The following article appear in the February 8, 2011, edition of the Kamloops Daily News (link to full article and comments).It provides some good background information on the sale of feral horses.
By CAM FORTEMS
Daily News Staff Reporter
For buyer Kevin Spears, the bidding Tuesday for one of more than 20 feral horses rounded up and put to auction by the province went a little too high.
Spears, who lives in the Prince George area, said he bid $100 or so for several of the horses that went through the B.C. Livestock Co-operative Association auction.
“They look like good horses,” Spears said. “If they went cheap enough you could make a go.”
Where will the horses go?
Last month they freely roamed the area around Walhachin and Deadman Valley. Tuesday they were put through the auction ring for sale, following the weekly regular cattle auction.

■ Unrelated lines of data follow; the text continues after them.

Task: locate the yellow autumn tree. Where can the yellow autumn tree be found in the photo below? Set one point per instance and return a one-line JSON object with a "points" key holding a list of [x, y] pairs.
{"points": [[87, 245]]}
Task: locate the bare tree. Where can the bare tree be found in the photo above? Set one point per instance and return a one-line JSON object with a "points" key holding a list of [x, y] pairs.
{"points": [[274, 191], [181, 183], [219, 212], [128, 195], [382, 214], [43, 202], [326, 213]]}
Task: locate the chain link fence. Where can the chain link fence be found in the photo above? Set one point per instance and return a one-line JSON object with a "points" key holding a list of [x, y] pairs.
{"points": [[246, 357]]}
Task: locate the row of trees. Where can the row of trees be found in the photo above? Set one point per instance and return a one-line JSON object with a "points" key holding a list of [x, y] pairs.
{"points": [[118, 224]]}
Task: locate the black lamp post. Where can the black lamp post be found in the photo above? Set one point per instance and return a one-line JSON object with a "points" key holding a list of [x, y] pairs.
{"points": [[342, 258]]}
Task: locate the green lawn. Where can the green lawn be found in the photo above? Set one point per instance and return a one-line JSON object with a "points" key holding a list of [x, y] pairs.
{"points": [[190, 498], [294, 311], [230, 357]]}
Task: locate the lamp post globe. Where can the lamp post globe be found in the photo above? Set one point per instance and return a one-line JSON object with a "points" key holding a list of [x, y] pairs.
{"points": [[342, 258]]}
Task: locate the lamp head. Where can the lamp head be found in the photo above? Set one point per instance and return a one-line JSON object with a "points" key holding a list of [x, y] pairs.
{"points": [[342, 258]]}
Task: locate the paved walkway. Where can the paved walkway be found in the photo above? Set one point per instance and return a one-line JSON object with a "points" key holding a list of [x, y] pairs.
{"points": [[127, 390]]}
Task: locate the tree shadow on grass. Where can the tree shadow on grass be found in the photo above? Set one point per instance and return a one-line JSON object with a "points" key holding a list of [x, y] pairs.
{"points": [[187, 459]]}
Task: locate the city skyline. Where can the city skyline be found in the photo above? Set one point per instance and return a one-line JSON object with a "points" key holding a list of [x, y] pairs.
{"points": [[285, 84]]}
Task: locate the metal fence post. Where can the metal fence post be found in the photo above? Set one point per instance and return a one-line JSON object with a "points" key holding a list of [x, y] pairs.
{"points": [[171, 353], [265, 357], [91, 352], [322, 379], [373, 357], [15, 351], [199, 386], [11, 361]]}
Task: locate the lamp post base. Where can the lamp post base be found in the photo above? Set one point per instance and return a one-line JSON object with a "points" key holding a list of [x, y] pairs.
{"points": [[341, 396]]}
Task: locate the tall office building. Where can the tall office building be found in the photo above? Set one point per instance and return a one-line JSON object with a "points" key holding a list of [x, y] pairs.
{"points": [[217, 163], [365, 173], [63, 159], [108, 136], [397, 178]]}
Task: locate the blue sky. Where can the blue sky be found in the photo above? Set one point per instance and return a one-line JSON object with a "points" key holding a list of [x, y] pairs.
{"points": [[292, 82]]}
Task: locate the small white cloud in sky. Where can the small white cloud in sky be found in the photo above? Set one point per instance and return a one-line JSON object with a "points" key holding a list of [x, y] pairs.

The Ministry of Forests hired a contractor last month to round up the rogue horses that feed on Crown range, often chewing new bluebunch wheatgrass down to the dirt as it grows in spring. That practice can kill the plant and invite in noxious weeds.
The animals fetched between $170 and $230 at the auction. The province will not recover the cost of rounding them up and housing them from the sale.
Unused to being around people, the horses were skittish inside the auction ring as auctioneer Larry Jordan called out to bidders.
“She's a pretty one,” he remarked before starting bids on a mare. “Such a kind eye.”
Another wild-eyed gelding charged from corner to corner in the small ring:
“He can run, boys,” Jordan remarked.
Several buyers approached after the sale declined to comment. Typically feral horses are purchased for processing into pet or human food. Slaughter is illegal in the United States but horse meat is Canada's fourth largest meat export.
Mark Canart, a regular cattle buyer in Kamloops, said he didn't buy any of the feral horses Tuesday. But he said the only market is for processing — what he said is far more humane than letting animals out to starve on the range.
Spears said he was looking to scoop up a feral horse for $100 or so Tuesday — an opportunity that didn't happen — in an attempt to break the animal for riding.
“It would give something for the kids to do.”
Canart said a run-of-the-mill broke horse might fetch $600 to $1,000 in the auction ring. The feral horses were purchased for one-third that amount or less.
“That's all. You can buy a good broke horse. It doesn't take the time and effort to make these that.”